Als Ausgangspunkt für den diagnostischen Prozess dient eine Fragestellung oder Zielbestimmung. Der Diagnostiker wird mit einem Problem, einer Frage konfrontiert, aus der er zunächst eine differenzierte psychologische Fragestellung oder eine fachliche Zielbestimmung ableiten muss, indem er den in der Frage angesprochenen Sachverhalt präzisiert und operationalisiert. Ungenauigkeiten oder gar Fehler bei der Formulierung der Fragstellung oder Zielbestimmung wirken sich zwangsläufig ungünstig auf die Validität der Aussagen am Ende des diagnostischen Prozesses aus.

Nach der Präzisierung ist die Fragestellung in eine oder mehrere Hypothesen zu übersetzen, d. h., in psychologisch begründete und theoretisch fundierte Annahmen über das Zustandekommen des Problems, zur Erklärung oder Prognose eines Phänomens und damit auch darüber, welche Zustände oder Merkmale erfasst werden sollen. Diese Hypothesen werden dann im Lauf des diagnostischen Prozesses durch die Untersuchungsergebnisse bestätigt oder entkräftet.

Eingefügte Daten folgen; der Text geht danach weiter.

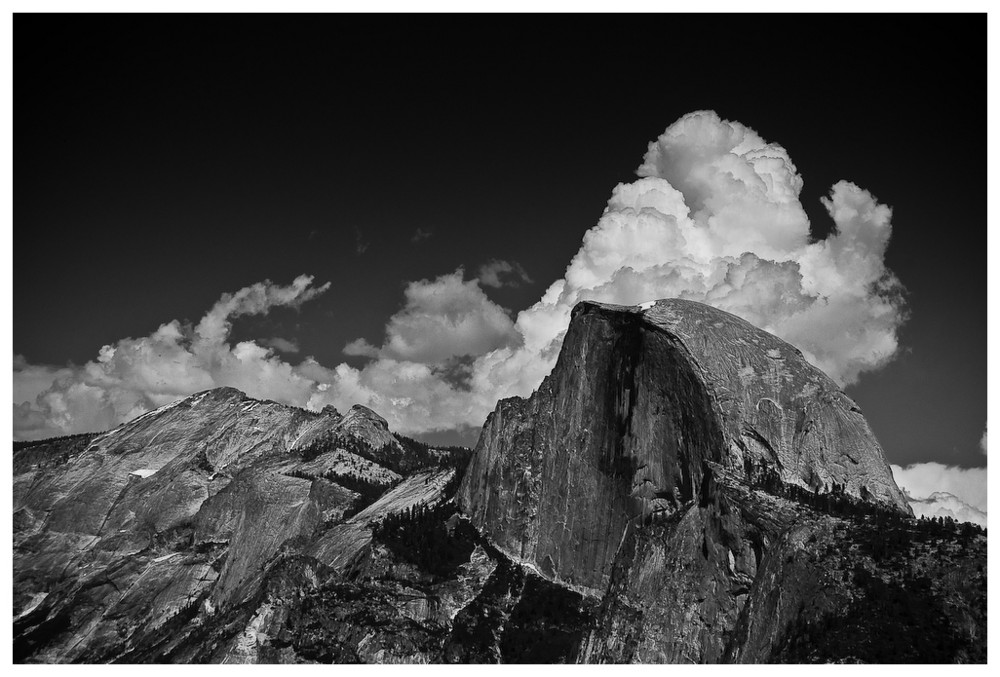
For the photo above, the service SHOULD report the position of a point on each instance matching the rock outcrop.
(640, 399)
(683, 487)
(182, 511)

Sind die Hypothesen formuliert, gilt es konkrete diagnostische Daten zu gewinnen. Hilfreich für das Bestimmen der Vorgehensweise und für die Auswahl adäquater Verfahren und Methoden ist eine gut operationalisierte und präzisierte Fragestellung. An die Planung des diagnostischen Vorgehens (wer, wann, wo, bei wem welche Daten erhebt) schließt sich dann die Durchführung der Untersuchung mit der Auswertung der Daten an. Die fach- und sachgerechte Deutung der Daten macht aus ihnen diagnostische Ergebnisse und führt zur Prüfung der bisher generierten Hypothesen. Eine nicht zufriedenstellende Hypothesenabsicherung ist in der Regel der Ausgangspunkt für das Entwickeln neuer Fragestellungen und das Aufstellen weiterer, zusätzlicher Hypothesen.

In das diagnostische Urteil werden alle vorliegenden diagnostischen Informationen bezugnehmend auf die Ausgangsfrage integriert und diese Datenintegration mündet ein in eine Diagnose oder Prognose, die als geprüfte Hypothese anzusehen ist. Wird der diagnostische Prozess nicht durch eine Intervention fortgeführt, findet er in der Regel durch ein psychologisches Gutachten sein Ende. Andernfalls stehen Entscheidungen über Indikation sowie Interventionsplanung an und die Beratung, Förderung oder Therapie wird diagnostisch im Sinne einer Verlaufs- und Erfolgskontrolle weiter begleitet.

Als Randbedingungen des diagnostischen Prozesses diskutiert Jäger (2006) allgemein-ethische oder berufsethische, rechtliche, gesellschaftliche und methodische Fragen, die vom jeweiligen Diagnostiker mitbedacht und beantwortet werden müssen:

• Genügt der Diagnostiker in seinem Vorgehen wissenschaftlichen Kriterien? Wo wurde eine Fragestellung angegangen, die mit den derzeitigen diagnostischen Möglichkeiten nicht gelöst werden kann?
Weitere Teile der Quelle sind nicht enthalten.